[
https://issues.apache.org/jira/browse/STANBOL-90?page=com.atlassian.jira.plugin.system.issuetabpanels:all-tabpanel
]
Rupert Westenthaler resolved STANBOL-90.
----------------------------------------
Resolution: Fixed
> Create a maven artifact to embed all the default stanbol models data
> --------------------------------------------------------------------
>
> Key: STANBOL-90
> URL: https://issues.apache.org/jira/browse/STANBOL-90
> Project: Stanbol
> Issue Type: New Feature
> Reporter: Olivier Grisel
> Assignee: Olivier Grisel
>
> To make stanbol useful, esp. in offline mode, it needs to some statistical
> model and entity / topic indices. Those indices can be huge (several GB for
> all the entities of dbpedia and geonames for instance) hence cannot be
> packaged as part of the default distrib.
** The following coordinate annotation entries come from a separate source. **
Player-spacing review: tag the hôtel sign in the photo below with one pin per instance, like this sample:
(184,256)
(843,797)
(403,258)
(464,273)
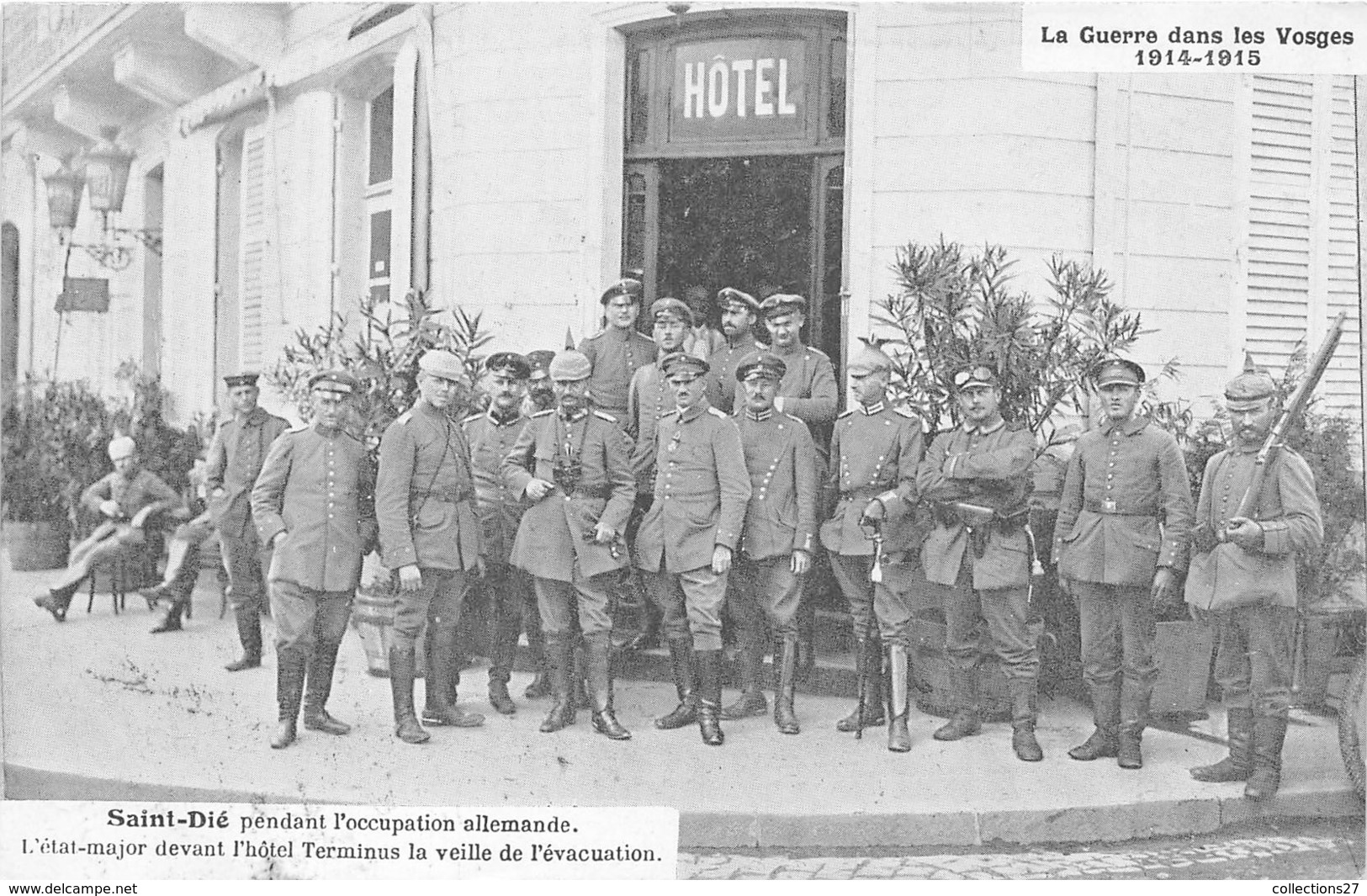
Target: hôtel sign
(739,89)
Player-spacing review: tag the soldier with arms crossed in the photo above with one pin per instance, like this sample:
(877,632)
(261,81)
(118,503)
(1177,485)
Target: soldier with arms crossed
(1242,581)
(573,465)
(1120,544)
(321,480)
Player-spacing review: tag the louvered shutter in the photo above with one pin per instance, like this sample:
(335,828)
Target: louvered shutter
(1303,223)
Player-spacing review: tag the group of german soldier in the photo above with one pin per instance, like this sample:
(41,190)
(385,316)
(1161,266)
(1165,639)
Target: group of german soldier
(702,475)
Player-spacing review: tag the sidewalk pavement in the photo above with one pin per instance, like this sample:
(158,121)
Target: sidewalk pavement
(98,709)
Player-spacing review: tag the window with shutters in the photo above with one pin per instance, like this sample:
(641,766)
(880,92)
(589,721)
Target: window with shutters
(1303,225)
(379,190)
(253,268)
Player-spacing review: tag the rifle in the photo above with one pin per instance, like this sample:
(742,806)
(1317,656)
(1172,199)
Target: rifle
(1299,398)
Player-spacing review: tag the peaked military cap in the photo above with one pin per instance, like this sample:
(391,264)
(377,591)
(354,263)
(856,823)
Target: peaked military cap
(570,365)
(443,364)
(729,297)
(338,382)
(1253,384)
(625,286)
(684,363)
(669,305)
(760,365)
(1117,371)
(868,358)
(972,375)
(782,304)
(509,363)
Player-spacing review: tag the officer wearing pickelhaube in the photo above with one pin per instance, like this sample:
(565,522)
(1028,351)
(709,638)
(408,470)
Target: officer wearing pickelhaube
(776,542)
(1120,544)
(688,539)
(875,450)
(739,312)
(430,538)
(618,351)
(234,461)
(649,400)
(1242,581)
(978,480)
(315,506)
(573,465)
(491,437)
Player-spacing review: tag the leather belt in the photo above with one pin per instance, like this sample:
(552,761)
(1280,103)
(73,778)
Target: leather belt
(1111,508)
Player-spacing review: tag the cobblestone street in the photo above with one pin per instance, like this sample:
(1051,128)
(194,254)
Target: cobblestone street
(1316,850)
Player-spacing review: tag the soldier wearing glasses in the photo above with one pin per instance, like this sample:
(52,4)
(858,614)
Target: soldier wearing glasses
(491,437)
(978,479)
(573,465)
(1120,544)
(1242,581)
(776,542)
(321,480)
(430,537)
(688,539)
(875,450)
(618,351)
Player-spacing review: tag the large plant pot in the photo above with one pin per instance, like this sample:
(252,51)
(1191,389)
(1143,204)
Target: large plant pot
(372,618)
(1183,651)
(36,544)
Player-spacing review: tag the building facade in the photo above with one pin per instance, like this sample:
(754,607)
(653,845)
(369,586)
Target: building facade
(514,157)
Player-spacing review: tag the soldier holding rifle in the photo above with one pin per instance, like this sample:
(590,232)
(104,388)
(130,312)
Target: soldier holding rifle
(978,479)
(1257,511)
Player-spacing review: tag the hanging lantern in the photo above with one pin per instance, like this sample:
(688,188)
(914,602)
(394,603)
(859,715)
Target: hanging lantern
(65,196)
(107,172)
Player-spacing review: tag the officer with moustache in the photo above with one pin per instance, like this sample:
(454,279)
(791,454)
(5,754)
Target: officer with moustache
(430,538)
(618,351)
(573,467)
(234,461)
(739,314)
(689,537)
(776,542)
(875,450)
(315,506)
(647,402)
(978,479)
(1120,544)
(1242,581)
(491,437)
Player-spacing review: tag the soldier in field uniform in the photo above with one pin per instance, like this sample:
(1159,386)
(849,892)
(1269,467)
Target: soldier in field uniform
(430,538)
(315,506)
(573,467)
(875,452)
(978,479)
(1242,581)
(688,539)
(618,351)
(234,461)
(1120,544)
(491,437)
(776,542)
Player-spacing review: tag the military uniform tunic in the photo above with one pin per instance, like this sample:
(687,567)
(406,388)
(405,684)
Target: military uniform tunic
(780,519)
(875,452)
(1126,511)
(988,467)
(616,356)
(554,542)
(424,500)
(1251,594)
(236,457)
(317,486)
(702,489)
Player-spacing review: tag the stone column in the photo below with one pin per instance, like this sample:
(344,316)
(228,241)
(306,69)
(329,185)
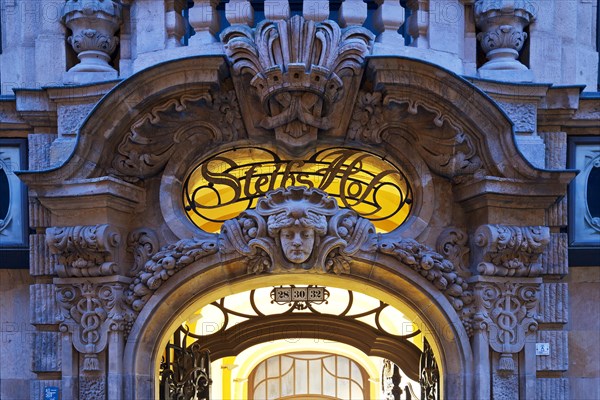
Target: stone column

However it is very desirable to
> embed some default statistical models
> - opennlp sentence detector for English
> - opennlp name finder models for English for organizations, people, places
> - solr index for the top 10000 most popular entities (of type organizations,
> people, places) as measured by number of incoming links in the Wikipedia
> article graph.
> - solr index for the top 1000 most popular topics number of Wikipedia
> articles categorized in this category or subcategory
> The goal is to keep that maven artifact less that 100 MB (ideally even
> smaller) so that it does not put a big barrier to entry to people downloading
> the default distribution of Stanbol.
> To avoid slowing down the svn repo, those data files will not be put under
> version control, just the pom.xml + script to rebuild the artifact from a
> previous version of the jar.
--
This message is automatically generated by JIRA.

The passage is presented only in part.